“Sir Leon?” I asked in a small voice.
No answer. Rather than say he ignored me, it was more accurate to describe him as deep in thought.
The tension fell off my shoulders, and I released a sliver of breath.
It seems I’ve dodged this landmine, even if only for smallest fraction of time. If there was no escaping a lecture, then I thought I’d rather take one from Sir Leonhard, but the idea of incurring his dislike and disappointment filled me with aversion.
With bated breath, I watched him intently, but he did not stir.
His downcast eyes were fixed on an empty spot, and lock of hair cast a shadow on his forehead. It swayed with the motion of the carriage.His long, rough fingers were propped against the strong line of his jaw.
This was hardly the appropriate time or place, but I couldn’t help staring.
I’m usually so nervous I can’t look at him straight, but in this one instance where he paid me no mind, I could safely look to my heart’s content. From the faintest hint of a scar on his earlobe to the unexpected length of his eyelashes, I found myself eagerly taking note of every little detail.
Definitely not the time to do this.
Reason demanded I act with prudence, warring with my giddy emotions. Even though the two were in conflict, I couldn’t take my eyes off him, and slowly his eyes met mine.
“Y-yes?!” My voice squeaked as I answered with a start.
“Princess?” he repeated, baffled. Is something wrong? was the unspoken question. I didn’t know how to answer. I wasn’t bold enough to tell him I had been mesmerized by him.

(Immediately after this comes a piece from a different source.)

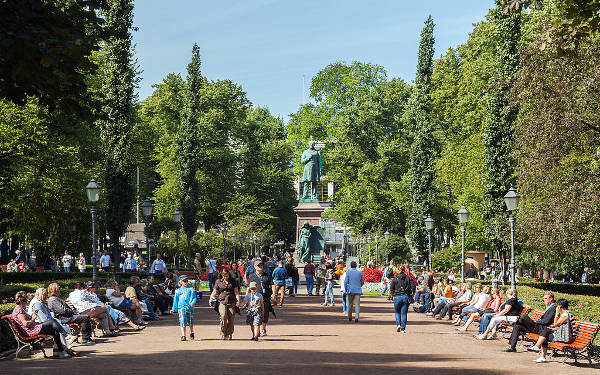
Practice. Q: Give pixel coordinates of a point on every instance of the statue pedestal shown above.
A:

“You don’t feel well after all.”
“No! I, um, I was just, well, thinking.”
Staring at his face while he’s doing the thinking, you mean? a voice mocked.
“In any case, what did you want to talk about, Sir Leon?”
Whether he knew I was covering up or not, Sir Leonhard followed my lead.
He sighed, but nothing followed. It seemed to me like he was having difficulty getting it out. He laced the hands between his legs many times. After the indecisive pause, he began to speak.
“You said previously that you had no intention of relying on Prince Christof. Have your feelings changed?”
I blinked. The same thing had happened before when I told him I’d spoken to my father. I had a proper response then, surely.
Weren’t we done? Caught off guard, I couldn’t hide my surprise.
“Why do you mention this?” I asked evasively.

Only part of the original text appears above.